Adicto
Abre los ojos, pero no ve nada. La habitación está en penumbras. Intenta retomar el sueño, pero es en vano: un sonido rítmico y monocorde le acapara la atención. Es la canilla del lavatorio del baño que otra vez quedó mal cerrada. Las gotas se suceden a intervalos regulares: plap, plap, plap. “¿Qué hora es?”, se pregunta. Entonces tantea la mesita de luz y enciende el celular. Las 3 y 10. Aún faltan más de tres horas para que suene el despertador ¿Despertador? Ya no lo usa desde hace años, era un regalo de su padre que hoy está arrumbado en el cajón de los recuerdos. El aparatito que –una vez más- atenaza entre sus dedos, será el encargado de indicarle cuándo llegue la hora de arrancar el día.
Aunque jamás se levantó a cerrar la canilla del baño, el sonido de las gotas ya no lo perturba, ni siquiera lo escucha. Ahora sus sentidos se enfocan en las historias de Instagram, como si la imagen de un desconocido intentando saltar un charco fuese más importante que abocarse a un sueño necesario y reparador.

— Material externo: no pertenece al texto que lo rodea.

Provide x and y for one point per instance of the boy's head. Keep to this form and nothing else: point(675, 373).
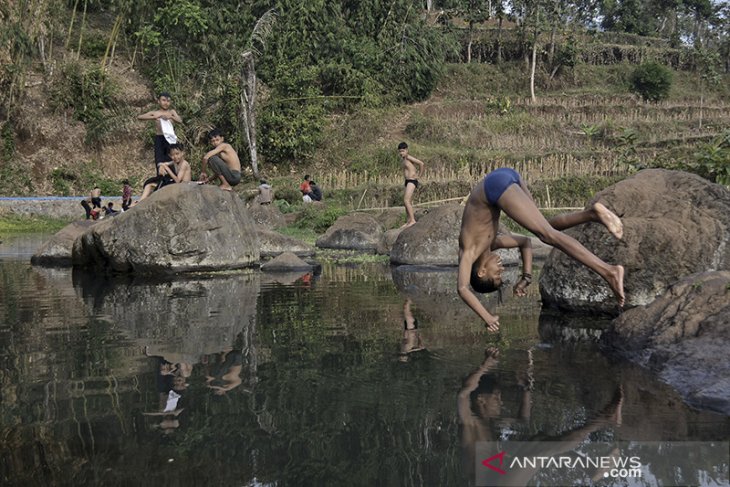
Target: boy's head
point(164, 99)
point(215, 137)
point(486, 273)
point(176, 152)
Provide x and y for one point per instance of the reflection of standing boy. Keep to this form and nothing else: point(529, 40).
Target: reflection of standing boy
point(164, 130)
point(411, 175)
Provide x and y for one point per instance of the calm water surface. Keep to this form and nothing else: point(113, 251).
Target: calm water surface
point(360, 375)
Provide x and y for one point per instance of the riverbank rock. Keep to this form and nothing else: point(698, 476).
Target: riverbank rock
point(356, 231)
point(267, 215)
point(286, 262)
point(273, 243)
point(180, 228)
point(434, 240)
point(684, 335)
point(675, 224)
point(57, 252)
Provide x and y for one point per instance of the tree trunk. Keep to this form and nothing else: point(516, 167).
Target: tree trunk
point(532, 71)
point(248, 108)
point(499, 41)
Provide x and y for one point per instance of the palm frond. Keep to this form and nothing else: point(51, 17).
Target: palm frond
point(262, 30)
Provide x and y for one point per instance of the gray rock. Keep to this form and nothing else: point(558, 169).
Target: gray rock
point(356, 231)
point(684, 336)
point(387, 240)
point(675, 224)
point(57, 252)
point(273, 243)
point(286, 262)
point(180, 228)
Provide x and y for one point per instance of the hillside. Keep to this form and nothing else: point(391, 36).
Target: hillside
point(585, 123)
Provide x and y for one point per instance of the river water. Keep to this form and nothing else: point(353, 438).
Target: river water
point(358, 375)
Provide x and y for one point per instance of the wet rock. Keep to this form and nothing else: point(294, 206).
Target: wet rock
point(675, 224)
point(274, 243)
point(58, 251)
point(180, 228)
point(286, 262)
point(356, 231)
point(684, 336)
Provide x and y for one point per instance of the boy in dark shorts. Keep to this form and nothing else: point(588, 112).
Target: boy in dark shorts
point(504, 190)
point(223, 161)
point(164, 129)
point(411, 175)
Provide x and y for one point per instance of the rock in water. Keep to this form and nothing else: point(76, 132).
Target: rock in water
point(180, 228)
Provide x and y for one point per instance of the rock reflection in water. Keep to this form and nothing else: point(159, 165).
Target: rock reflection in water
point(180, 320)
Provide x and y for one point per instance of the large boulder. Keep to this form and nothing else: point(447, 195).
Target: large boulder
point(675, 224)
point(273, 243)
point(267, 215)
point(356, 231)
point(58, 250)
point(684, 335)
point(434, 240)
point(180, 228)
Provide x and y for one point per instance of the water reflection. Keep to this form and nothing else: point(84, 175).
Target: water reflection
point(297, 381)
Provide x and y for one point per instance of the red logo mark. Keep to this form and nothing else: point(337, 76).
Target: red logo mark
point(500, 456)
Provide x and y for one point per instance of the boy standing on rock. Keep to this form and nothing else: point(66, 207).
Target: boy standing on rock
point(504, 190)
point(164, 130)
point(223, 161)
point(411, 175)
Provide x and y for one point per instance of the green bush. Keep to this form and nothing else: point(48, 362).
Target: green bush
point(652, 81)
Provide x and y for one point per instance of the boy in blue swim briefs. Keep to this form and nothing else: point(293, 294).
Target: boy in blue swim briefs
point(504, 190)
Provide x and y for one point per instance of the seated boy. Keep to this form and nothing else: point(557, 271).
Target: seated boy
point(223, 161)
point(177, 171)
point(504, 190)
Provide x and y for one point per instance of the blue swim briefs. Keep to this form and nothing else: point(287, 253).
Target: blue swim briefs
point(497, 183)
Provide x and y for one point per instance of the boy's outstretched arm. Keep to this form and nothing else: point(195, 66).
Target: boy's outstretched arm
point(419, 163)
point(153, 115)
point(466, 260)
point(510, 241)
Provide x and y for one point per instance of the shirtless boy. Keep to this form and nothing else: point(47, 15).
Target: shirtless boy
point(176, 171)
point(223, 161)
point(164, 130)
point(504, 190)
point(411, 175)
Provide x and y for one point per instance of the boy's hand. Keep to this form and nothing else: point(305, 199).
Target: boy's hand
point(520, 288)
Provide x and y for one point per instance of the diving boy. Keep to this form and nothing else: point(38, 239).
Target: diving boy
point(504, 190)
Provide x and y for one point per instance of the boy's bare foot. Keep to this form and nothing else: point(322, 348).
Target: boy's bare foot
point(616, 281)
point(609, 220)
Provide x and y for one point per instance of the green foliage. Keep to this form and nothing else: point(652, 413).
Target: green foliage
point(652, 81)
point(712, 160)
point(27, 224)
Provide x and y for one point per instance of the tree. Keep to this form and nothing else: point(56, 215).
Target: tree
point(247, 113)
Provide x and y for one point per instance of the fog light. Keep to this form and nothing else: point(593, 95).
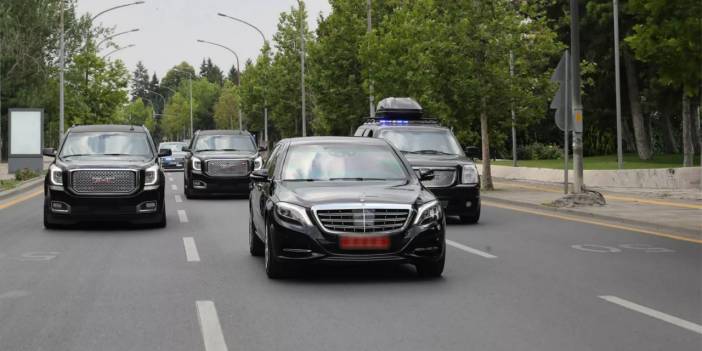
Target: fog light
point(147, 207)
point(60, 207)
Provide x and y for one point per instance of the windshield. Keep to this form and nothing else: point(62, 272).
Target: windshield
point(439, 141)
point(224, 143)
point(174, 147)
point(106, 143)
point(342, 162)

Su mujer suspira y gira bruscamente en la cama hasta darle la espalda. La luz de la pantalla es un mazazo para su sueño liviano, y él lo sabe. Entonces lo apaga e instintivamente lo oculta bajo las sábanas, como un chico que esconde sus vergüenzas. Cierra los ojos y trata de dormir, pero recuerda que olvidó dejar preparada la ropa que se pondrá para ir a la oficina. “¿Lloverá o sólo estará húmedo y pegajoso?”. Sabe que la respuesta a esa y a tantas otras preguntas está al alcance de su mano, a un par de roces de la yema de su dedo índice contra la pantalla del celular. Pero esta vez se resiste a la tentación de volver a desbloquear el aparato.
¿Cuántas veces lo hace por día? ¿Cuántas veces tipea esa clave de cuatro dígitos sobre el vidrio templado? ¿Cincuenta, cien, quinientas, mil? Quién sabe… O peor aún ¿Cuánto tiempo de su vida ocupa diariamente en observar, en abstraerse por completo para abocarse a la pantalla del celular? Como si el resto del mundo no existiera, como si la vida fuera apenas algo que simplemente ocurre mientras él dedica su tiempo -único e irrepetible- a los ¿placeres? que le depara la virtualidad.

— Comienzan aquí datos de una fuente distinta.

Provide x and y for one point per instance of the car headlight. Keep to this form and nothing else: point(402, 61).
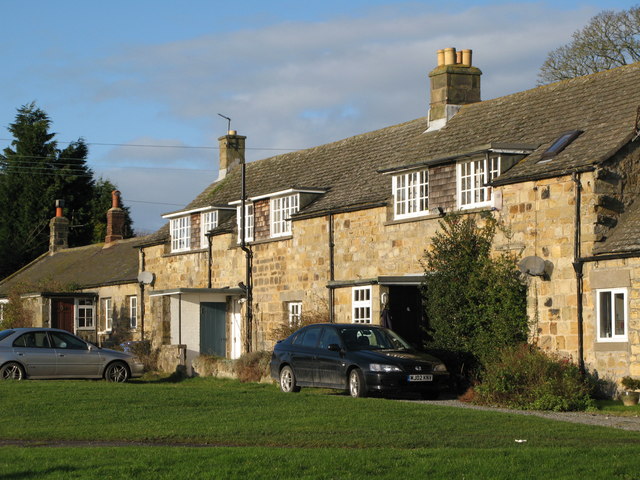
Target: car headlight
point(379, 367)
point(439, 367)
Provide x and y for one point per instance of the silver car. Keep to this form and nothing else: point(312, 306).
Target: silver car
point(53, 353)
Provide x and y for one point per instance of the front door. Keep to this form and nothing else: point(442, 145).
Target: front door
point(406, 311)
point(213, 329)
point(62, 314)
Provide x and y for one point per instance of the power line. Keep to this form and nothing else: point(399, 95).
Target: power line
point(142, 145)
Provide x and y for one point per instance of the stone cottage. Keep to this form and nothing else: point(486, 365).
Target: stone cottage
point(339, 230)
point(92, 291)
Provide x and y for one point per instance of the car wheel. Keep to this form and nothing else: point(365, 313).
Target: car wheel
point(357, 387)
point(12, 371)
point(288, 380)
point(116, 372)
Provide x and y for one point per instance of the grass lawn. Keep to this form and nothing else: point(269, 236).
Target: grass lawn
point(255, 431)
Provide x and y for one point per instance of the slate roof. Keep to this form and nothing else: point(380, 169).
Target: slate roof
point(602, 105)
point(83, 267)
point(625, 237)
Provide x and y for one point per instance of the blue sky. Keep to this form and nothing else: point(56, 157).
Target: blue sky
point(290, 74)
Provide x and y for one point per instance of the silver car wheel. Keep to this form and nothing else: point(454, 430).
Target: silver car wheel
point(11, 371)
point(117, 372)
point(356, 383)
point(288, 380)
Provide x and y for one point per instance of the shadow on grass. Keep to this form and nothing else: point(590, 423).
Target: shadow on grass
point(178, 376)
point(39, 473)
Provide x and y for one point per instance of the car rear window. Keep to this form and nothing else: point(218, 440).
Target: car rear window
point(5, 333)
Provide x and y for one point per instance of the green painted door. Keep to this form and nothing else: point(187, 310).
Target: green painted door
point(213, 328)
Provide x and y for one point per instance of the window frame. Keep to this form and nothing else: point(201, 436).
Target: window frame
point(249, 222)
point(280, 210)
point(208, 221)
point(362, 305)
point(294, 313)
point(85, 305)
point(624, 337)
point(472, 189)
point(106, 307)
point(132, 300)
point(180, 228)
point(410, 194)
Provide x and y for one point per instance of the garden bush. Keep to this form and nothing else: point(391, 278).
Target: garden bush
point(253, 367)
point(527, 378)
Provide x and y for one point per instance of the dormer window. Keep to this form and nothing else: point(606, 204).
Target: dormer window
point(473, 179)
point(208, 221)
point(281, 209)
point(248, 224)
point(560, 144)
point(411, 194)
point(180, 233)
point(269, 215)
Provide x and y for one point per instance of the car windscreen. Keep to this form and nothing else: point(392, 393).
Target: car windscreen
point(367, 338)
point(5, 333)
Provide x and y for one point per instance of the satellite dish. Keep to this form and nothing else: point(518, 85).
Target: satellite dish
point(146, 278)
point(534, 266)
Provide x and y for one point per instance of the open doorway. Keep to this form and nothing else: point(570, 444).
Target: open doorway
point(406, 313)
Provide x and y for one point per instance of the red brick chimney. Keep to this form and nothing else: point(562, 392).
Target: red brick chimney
point(58, 230)
point(115, 220)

O dicho de otra forma ¿En qué ocupaba su tiempo cuando el mundo analógico, el del abrazo, el del café compartido, el del libro de papel, era el único mundo posible? Recién entonces cae en la cuenta de que los casi quinientos contactos de whatsapp y los más de mil ¿amigos? que cosecha en las redes sociales, le están haciendo falta en la vida real. Recuerda los asados compartidos, las salidas de pesca, los partidos de pádel y de fútbol, los paseos en familia, las siestas al sol y hasta los infaltables llamados telefónicos de cumpleaños -por teléfono fijo, claro- que hoy se reemplazan con un escueto mensaje de texto edulcorado con emojis.
Sabe que le resulta más simple comunicarse con la inteligencia artificial que con su entrañable compañero de banco del secundario, con el que tantas veces se prometió encontrarse. “Comunicar para incomunicar”, piensa, sabiéndose rehén de ese mundo virtual del que hoy le resulta imposible salir, pero en el que se reconoce tan cómodo como una víctima del síndrome de Estocolmo. Su cabeza no para. “¿Qué pasaría si las hormigas ya no se comunicaran a través de las antenas, o si el canto de las ballenas no fuera la forma de interrelacionar a esos mastodontes marinos?”. Y la respuesta le surge como una obviedad: “cambiaría la especie. El mundo sería otro…”.
Su mirada, absorta en el cielorraso, parece haberse acostumbrado a la oscuridad. Incluso puede distinguir algunas líneas de claridad que ya comienzan a filtrarse por la persiana.
Pero de pronto una chicharra aguda lo saca de sus pensamientos y lo devuelve al mundo real. Es el despertador del celular. Entonces lo recupera de entre las sábanas, lo apaga, se despereza, y recuerda que hoy vence la boleta de gas que llegó sin subsidio y con aumento. “Tal vez sea hora de probar suerte con las apuestas virtuales”, se dice, y vuelve a desbloquear la pantalla para descargar la aplicación.